Two years after Mount St. Helens began its low-key eruption, a process that has extruded tons of rock into the crater left by the volcano's deadly 1980 blast, scientists say the mountain seems to be slowing down.

But they're making no predictions about when the activity will end.

"Volcanoes throw you a lot of curve balls. I've been humbled enough not to call the pitch till it's over the plate," said Cynthia Gardner, scientist in charge at the Cascades Volcano Observatory, a U.S. Geological Survey facility about 50 miles (80 kilometers) from Vancouver, Wash., and 150 miles (240 kilometers) south of Seattle.

The southwest Washington mountain is going through another "dome-building" phase within its crater.

The volcano's May 18, 1980, eruption killed 57 people, sent superheated mud down the Toutle River Valley, flattened forests for miles and spewed ash across the state and, eventually, around the globe. It also reduced the 9,677-foot mountain to 8,363 feet (from 2,950 to 2,549 meters), and replaced its symmetrical, snow-covered cone with a gaping crater.

The blast was followed by a period of dome building that ended in 1986.

Extrusion rate slowing down
The current flow of magma began in October 2004 after weeks of low-level seismic activity. For the first year it averaged more than 3 cubic yards, about two big pickup truck loads, per second, Gardner said. The extruded rock has been piling up brittle new structures, which then collapse onto the crater floor and form the foundation for the next gush of lava.

Since October 2005, the extrusion rate has slowed to less than 1.3 cubic yards per second, Gardner said.
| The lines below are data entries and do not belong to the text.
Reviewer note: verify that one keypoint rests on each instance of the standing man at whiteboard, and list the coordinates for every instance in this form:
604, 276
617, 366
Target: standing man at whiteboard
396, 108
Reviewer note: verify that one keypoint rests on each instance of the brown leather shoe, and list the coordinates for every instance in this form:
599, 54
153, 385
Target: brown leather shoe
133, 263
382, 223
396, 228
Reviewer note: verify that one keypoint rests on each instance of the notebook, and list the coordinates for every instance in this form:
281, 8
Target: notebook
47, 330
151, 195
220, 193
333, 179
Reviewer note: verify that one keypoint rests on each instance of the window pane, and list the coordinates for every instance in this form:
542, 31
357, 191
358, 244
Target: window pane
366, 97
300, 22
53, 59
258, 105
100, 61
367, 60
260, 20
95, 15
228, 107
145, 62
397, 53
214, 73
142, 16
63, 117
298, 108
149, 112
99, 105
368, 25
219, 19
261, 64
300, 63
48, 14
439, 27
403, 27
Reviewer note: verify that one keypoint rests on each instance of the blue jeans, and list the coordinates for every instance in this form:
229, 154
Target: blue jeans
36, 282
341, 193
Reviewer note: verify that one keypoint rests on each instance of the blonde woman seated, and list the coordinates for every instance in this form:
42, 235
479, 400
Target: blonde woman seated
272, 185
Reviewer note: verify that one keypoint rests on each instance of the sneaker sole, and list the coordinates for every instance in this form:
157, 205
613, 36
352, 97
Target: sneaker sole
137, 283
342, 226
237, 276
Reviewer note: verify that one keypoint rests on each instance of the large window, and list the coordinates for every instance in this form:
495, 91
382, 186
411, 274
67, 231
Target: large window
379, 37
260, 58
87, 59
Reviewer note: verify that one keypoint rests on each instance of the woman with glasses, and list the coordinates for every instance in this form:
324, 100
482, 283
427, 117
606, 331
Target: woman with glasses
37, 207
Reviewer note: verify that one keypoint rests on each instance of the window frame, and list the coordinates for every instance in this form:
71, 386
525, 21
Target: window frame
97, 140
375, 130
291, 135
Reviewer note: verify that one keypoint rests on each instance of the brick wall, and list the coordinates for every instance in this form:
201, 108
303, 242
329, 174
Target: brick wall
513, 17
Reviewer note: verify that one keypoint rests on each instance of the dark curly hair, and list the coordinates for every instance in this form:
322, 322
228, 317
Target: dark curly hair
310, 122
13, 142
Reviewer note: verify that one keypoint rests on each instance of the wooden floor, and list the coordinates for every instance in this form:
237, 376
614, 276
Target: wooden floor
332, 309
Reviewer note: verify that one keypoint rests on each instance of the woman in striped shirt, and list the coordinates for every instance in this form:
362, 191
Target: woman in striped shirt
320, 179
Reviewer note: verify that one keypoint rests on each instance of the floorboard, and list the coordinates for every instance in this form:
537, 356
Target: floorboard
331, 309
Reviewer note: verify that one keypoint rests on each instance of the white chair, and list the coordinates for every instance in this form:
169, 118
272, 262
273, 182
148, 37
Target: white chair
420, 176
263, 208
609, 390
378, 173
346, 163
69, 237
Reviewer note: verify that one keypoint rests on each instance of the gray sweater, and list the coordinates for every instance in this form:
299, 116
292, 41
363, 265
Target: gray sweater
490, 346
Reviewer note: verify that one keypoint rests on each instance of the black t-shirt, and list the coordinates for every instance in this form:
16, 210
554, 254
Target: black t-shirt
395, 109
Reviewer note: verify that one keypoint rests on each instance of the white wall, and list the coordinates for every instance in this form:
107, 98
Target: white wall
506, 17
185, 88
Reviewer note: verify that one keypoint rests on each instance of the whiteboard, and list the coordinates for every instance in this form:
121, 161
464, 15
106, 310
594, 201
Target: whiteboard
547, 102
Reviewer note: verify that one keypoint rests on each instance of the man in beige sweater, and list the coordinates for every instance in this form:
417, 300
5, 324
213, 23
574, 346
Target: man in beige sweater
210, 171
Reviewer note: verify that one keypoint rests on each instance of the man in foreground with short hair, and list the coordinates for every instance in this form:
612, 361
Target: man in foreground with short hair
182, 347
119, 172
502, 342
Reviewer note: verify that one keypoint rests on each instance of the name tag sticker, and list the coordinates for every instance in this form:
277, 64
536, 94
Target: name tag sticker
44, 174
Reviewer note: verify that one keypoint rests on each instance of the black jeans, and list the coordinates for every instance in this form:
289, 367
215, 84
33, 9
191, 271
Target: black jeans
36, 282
Since April, "we're in the half-cubic-yard range," she said.

But confirming a trend "takes a long time, because a lot of these are very small changes," she said.

Seismic readings, which had ranged above magnitude 3, have also dropped over the past year, Gardner said. The rate of deformation — the swelling or shrinking of the volcano's flanks — also has slowed, but in very small amounts, she said.
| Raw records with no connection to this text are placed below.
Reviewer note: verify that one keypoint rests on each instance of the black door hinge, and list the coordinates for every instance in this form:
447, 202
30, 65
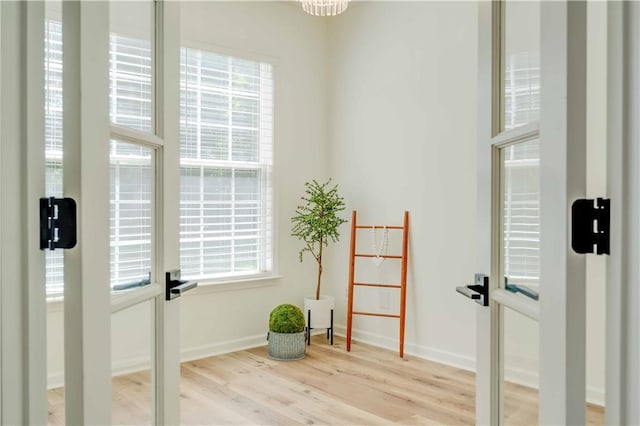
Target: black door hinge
590, 222
174, 286
478, 291
57, 223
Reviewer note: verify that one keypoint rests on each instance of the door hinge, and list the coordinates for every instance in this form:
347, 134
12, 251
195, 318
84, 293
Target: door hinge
57, 223
478, 291
174, 286
590, 222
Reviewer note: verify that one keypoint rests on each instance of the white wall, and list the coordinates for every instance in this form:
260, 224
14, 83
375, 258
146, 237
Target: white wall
229, 317
383, 99
403, 136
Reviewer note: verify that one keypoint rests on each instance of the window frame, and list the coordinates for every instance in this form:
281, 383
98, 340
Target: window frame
267, 275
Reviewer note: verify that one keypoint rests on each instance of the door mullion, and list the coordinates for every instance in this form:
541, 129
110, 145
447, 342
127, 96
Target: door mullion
87, 305
563, 152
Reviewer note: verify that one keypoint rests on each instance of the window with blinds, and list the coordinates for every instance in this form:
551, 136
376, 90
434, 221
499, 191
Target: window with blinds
131, 166
226, 145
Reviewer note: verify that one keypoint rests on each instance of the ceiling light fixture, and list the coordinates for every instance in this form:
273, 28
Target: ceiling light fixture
324, 7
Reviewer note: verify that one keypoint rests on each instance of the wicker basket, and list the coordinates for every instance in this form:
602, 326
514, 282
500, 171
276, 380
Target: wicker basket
286, 346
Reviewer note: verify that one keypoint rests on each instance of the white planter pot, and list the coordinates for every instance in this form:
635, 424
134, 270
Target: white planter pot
320, 311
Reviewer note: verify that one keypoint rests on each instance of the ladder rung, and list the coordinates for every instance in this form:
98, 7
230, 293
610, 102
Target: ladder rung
378, 285
378, 227
375, 314
384, 256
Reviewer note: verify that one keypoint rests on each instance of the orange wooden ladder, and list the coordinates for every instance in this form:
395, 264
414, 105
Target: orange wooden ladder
403, 278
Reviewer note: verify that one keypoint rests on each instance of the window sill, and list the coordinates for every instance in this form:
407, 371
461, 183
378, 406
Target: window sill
204, 287
219, 286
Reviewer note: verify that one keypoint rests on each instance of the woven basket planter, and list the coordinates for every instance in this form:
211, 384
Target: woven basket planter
286, 346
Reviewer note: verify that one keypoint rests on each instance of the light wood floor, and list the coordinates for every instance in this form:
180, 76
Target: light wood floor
367, 386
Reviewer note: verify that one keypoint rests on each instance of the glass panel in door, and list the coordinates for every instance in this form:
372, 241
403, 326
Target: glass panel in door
520, 372
520, 63
131, 359
131, 41
520, 204
132, 178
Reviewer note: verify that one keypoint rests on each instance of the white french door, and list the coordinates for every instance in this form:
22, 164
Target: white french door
531, 167
121, 166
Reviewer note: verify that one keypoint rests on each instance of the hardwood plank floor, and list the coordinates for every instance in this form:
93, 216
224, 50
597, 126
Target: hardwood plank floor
367, 386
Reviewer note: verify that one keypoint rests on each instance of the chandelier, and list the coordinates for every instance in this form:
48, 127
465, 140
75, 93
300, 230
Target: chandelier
324, 7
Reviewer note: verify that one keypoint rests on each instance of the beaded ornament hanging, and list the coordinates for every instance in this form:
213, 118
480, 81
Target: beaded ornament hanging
378, 253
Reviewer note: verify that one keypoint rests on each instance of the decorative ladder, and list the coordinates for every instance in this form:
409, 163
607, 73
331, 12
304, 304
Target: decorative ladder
403, 277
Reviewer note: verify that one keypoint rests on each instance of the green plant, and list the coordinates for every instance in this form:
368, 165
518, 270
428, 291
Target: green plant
286, 318
316, 221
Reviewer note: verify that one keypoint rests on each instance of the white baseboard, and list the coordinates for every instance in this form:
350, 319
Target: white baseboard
526, 378
447, 358
522, 377
56, 379
225, 347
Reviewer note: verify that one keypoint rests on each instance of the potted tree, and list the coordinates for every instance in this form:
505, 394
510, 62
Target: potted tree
286, 333
316, 223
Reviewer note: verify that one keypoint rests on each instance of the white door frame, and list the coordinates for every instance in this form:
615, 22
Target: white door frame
87, 129
23, 323
623, 186
561, 309
563, 168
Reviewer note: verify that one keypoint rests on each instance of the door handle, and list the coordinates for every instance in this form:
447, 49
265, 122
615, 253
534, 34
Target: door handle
175, 287
478, 291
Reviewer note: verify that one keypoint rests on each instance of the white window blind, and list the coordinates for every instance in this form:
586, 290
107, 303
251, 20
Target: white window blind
226, 144
522, 171
54, 274
130, 165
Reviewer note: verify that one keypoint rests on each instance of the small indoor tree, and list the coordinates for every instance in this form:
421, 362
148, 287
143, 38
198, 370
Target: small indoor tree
316, 221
"We're not seeing anything ... that tells us we're in store for a change in eruptive style in the near future," she said. "Right now it looks like we'll be continuing with fairly benign rock extrusion and rockfalls that can send ash over the crater rim."

There's no telling when, or if, the activity could ratchet up again. "A lull's OK, as long as it's not another 18 years. I don't have that much time left in my career," Gardner said.

18 years of silence
The current eruptive phase followed 18 years of silence.
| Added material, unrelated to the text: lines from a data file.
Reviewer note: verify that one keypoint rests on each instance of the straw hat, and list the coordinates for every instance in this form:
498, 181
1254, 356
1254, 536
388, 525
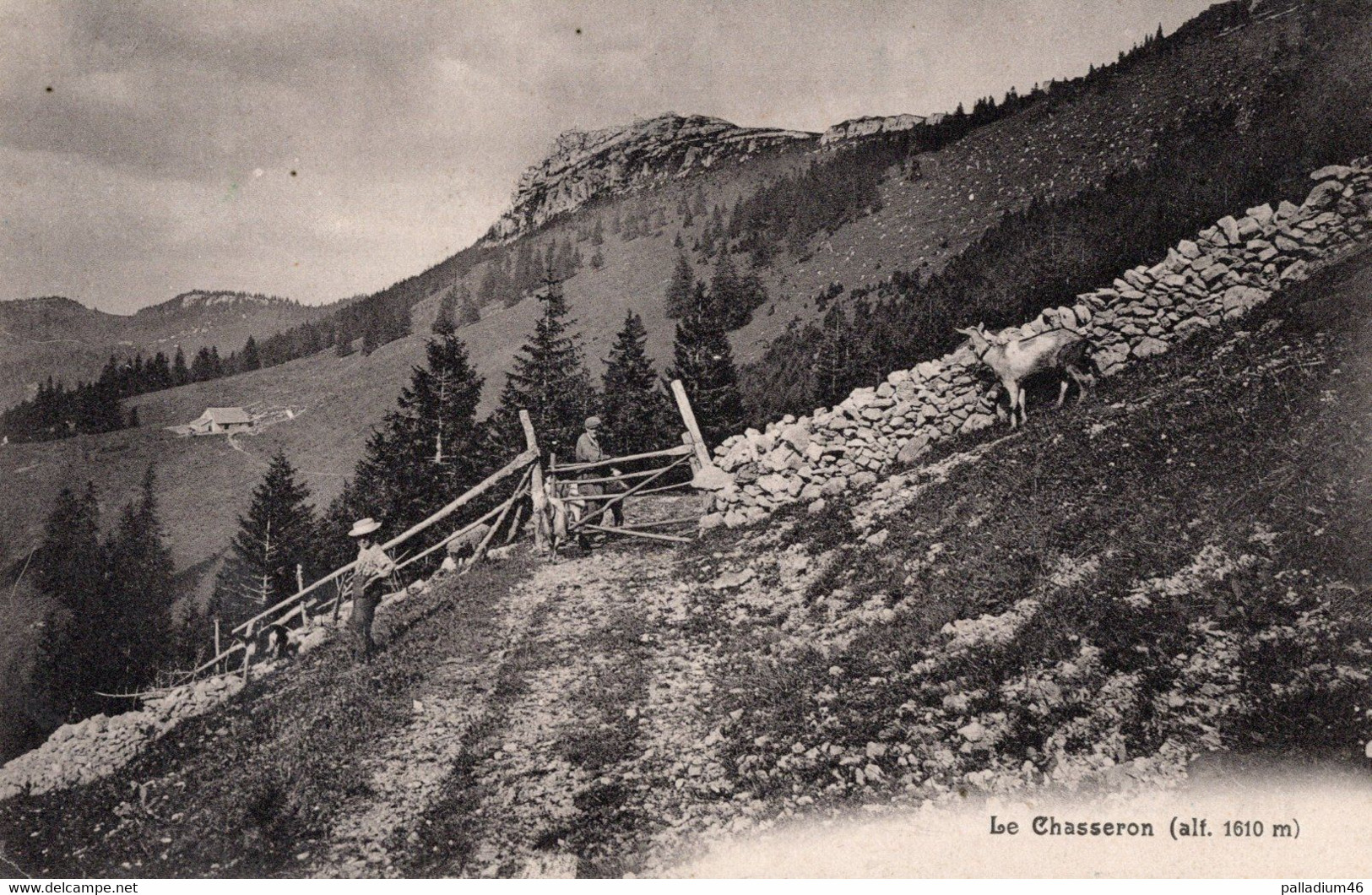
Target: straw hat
364, 526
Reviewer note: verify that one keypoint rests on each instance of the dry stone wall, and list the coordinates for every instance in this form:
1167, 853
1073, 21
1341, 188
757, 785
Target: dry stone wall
1218, 274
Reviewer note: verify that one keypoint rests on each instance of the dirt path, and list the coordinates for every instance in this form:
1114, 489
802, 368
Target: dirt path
537, 746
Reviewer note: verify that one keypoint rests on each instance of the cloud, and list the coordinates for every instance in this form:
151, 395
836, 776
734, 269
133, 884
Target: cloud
133, 132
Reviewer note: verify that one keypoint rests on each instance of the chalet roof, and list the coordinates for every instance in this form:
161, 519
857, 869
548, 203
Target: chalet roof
225, 416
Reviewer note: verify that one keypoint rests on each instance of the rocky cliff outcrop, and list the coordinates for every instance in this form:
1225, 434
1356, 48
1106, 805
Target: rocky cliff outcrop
588, 164
869, 125
1220, 274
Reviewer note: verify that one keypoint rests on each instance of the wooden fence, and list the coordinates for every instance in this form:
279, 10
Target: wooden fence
312, 600
610, 491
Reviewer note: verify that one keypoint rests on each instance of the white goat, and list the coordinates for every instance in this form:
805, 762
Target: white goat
566, 508
1060, 350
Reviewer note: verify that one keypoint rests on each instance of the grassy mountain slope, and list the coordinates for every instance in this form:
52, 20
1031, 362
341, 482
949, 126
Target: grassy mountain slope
61, 338
1174, 567
1051, 149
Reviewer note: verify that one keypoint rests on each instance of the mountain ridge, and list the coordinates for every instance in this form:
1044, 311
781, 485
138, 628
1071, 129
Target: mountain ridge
585, 165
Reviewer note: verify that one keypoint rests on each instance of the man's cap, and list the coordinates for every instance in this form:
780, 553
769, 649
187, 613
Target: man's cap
364, 526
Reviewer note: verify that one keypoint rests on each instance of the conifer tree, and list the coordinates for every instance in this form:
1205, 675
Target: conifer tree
427, 451
634, 408
680, 289
548, 379
735, 296
276, 534
250, 359
467, 311
840, 360
443, 320
704, 361
69, 568
180, 372
136, 614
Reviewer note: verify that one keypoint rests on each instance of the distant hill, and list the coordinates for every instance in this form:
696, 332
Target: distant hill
917, 212
65, 339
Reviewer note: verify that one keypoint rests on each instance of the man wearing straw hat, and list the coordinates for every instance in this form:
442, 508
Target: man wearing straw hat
372, 568
588, 451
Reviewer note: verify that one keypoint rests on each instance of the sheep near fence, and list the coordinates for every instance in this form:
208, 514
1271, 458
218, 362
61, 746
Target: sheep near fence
309, 601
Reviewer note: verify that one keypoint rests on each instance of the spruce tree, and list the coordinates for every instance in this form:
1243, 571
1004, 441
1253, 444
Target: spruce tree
834, 357
276, 534
180, 372
680, 289
735, 296
136, 614
704, 361
467, 311
443, 320
250, 359
549, 381
426, 452
636, 412
69, 568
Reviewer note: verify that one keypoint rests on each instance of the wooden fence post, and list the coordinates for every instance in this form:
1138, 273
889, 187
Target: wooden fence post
689, 418
537, 493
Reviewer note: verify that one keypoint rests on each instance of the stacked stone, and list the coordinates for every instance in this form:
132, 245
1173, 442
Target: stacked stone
1222, 274
96, 747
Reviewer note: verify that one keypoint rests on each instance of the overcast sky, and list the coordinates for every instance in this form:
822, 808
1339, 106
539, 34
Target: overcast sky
317, 150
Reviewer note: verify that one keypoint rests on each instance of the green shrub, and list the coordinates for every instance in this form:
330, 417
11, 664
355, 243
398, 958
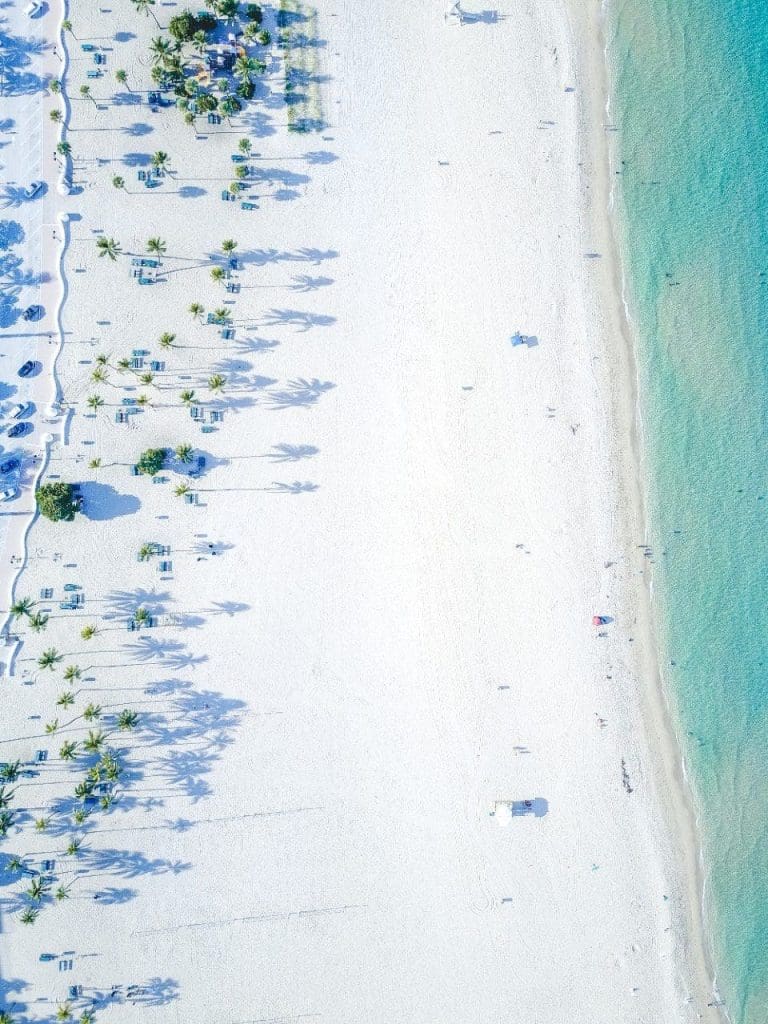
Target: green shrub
56, 501
152, 461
A drumfire of seismic rumblings began on Sept. 23, 2004. A plume of ash and steam on Oct. 1, 2004, confirmed that an eruption was under way. Magma appeared in the crater 10 days later.

The Johnston Ridge Observatory about five miles from the peak was closed Oct, 2, 2004, due to safety concerns. It reopened the following May 6.

This summer, a hiking trail to the edge of the crater was reopened by the U.S. Forest Service.

"This is a great opportunity. I think people need to understand that this is so rare, that you can actually go up and see something like this — even for scientists," Gardner said.

Mount St. Helens, the youngest and most active of the Cascade Range volcanos, has a history of leveling and rebuilding itself. Scientists say the mountain that stood before 1980 was just 4,000 years old — the blink of an eye in geologic time.

There had been eruptions in the St. Helens area for hundreds of thousands of years, but for centuries they only produced small lava domes.